Examining Features of an Exponential Distribution

Overview

This report will examine several features of a sample exponential distribution consisting of sample size 40. This sample will be simulated 1,000 times. The report will also show how this distribution has features that are similar to that of a normal distribution.

Simulation

Our primary simulation is coded into R as follows as variable meanexp:

set.seed(100)
meanexp=NULL
for (i in 1:1000) meanexp=c(meanexp,mean(rexp(40,.2)))

Where:

1:1000 represents 1,000 simulations
40 represents sample size n
.2 represents lambda

A basic histogram of the vector of our simulation meanexp produces:

hist(meanexp,xlab="Sample Mean",main="Histogram of meanexp")

Mean Analysis

We see that the histogram appears to be centered around 4 and 6. Now we’ll take a closer look into how the sample mean and theoretical mean of the meanexp distribution compare.

To calculate our sample mean we’ll use the mean() function in R on the meanexp vector we already have. The output will be the sample, or empirical mean of the simulation.

mean(meanexp)

## [1] 4.999702

To find the theoretical or expected mean, let’s use the formula provided in the prompt, which is that E(X)=1/lamda.

E <- 1/.2
E

## [1] 5

Without needing to display the two means on a graph, we can tell that they are almost equal, which is essentially the crux of the Central Limit Theorem. If we were to increase the number of trials to 10,000 or 100,000 etc. E(X) and µ would converge at 5.00. This reinforces the fact that sample mean estimates population mean.

Variance Analysis

Let’s start out by going ahead and plotting a density graph of meanexp using ggplot:

x <- ggplot(data.frame(x = 1 : 1000, y = meanexp), aes(x=meanexp))
x <- x + geom_histogram(fill = "salmon", binwidth=1, aes(y=..density..), colour="black")
x <- x + geom_density(size=2)
x

To understand variance, we’ll need to calculate both the sample variance and the population variance.

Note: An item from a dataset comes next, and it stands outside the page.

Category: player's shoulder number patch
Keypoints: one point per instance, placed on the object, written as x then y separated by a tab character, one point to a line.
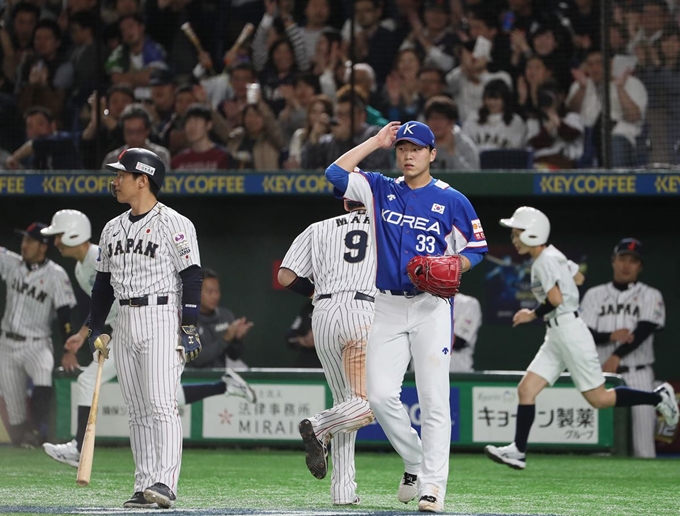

The prompt tells us that population variance is equal to 1/lamda^2.

popvar <- 1/(0.2)^2
popvar

## [1] 25

To find the sample variance, we’ll use the formula SD(N) = sqrt(n) * SD(n) where n is equal to our sample size, 40, and SD(n) is the calculated standard deviation of the sample.

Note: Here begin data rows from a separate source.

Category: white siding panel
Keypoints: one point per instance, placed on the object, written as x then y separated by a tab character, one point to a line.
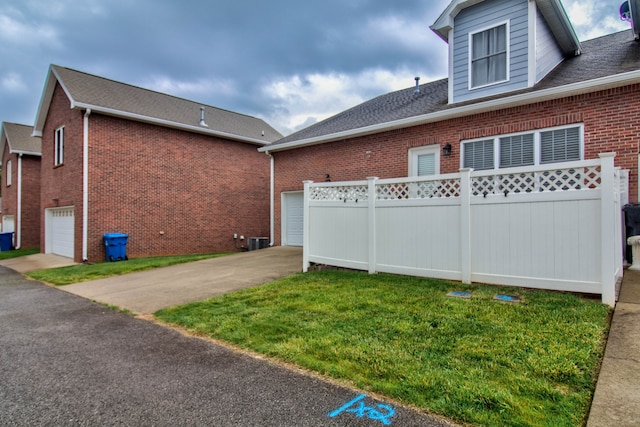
484	15
542	240
419	237
339	232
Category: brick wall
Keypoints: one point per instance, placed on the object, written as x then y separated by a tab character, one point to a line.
173	192
610	119
62	185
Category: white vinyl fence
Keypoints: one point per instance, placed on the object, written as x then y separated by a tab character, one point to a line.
551	227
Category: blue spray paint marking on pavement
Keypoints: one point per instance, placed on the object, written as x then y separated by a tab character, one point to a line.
357	407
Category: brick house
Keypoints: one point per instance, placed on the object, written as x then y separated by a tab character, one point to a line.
177	176
21	154
522	90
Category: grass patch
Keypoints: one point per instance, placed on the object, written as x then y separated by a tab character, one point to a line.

samplevar <- (sqrt(40)*sd(meanexp))^2
samplevar

## [1] 25.72977

Here, our sample variance is about .7 above what we expected it should be using our population variance. Let’s redo the simulation with 100,000 trials instead of 1,000 and see what happens.

testexp=NULL
for (i in 1:100000) testexp=c(testexp,mean(rexp(40,.2)))
samplevar <- (sqrt(40)*sd(testexp))^2
samplevar

## [1] 24.83271

Just as we would have predicted, the test sample variance is both smaller and closer to the expected variance. This reflects the idea that as sample size increases, the distribution becomes more tight around the expected mean, and thus variance will decrease.

Comparing Distribution to Normal Distribution

Here we want to compare how and if the meanexp vector we created displays characteristics of a normal distribution. To do so, we can use the qqplot() function in R to compare what a normal random distribution looks like versus our distribution of exponential means.

normal <- rnorm(1000,mean=5)

Let’s look at the qqplot graphs side by side for meanexp and normal. These graphs display the distribution of the randomly generated data we’ve been working with on the y-axis and the distribution of a standard normal population on the x-axis.

par(mfrow = c(1, 2),mar=c(4,4,4,4))
qqnorm(meanexp,col= 4,main="Exponential Distribution QQ Plot",ylim=c(0,8))
abline(h=5,v=0)
qqline(meanexp,lty=3)
qqnorm(normal, col = 2,main="Random Normal Distribution QQ Plot",ylim=c(0,8))
abline(h=5,v=0)
qqline(normal,lty=3)

The dotted diagonal black lines depict how a normally distributed population should be plotted, and it’s pretty clear that the blue and red points match up to those lines.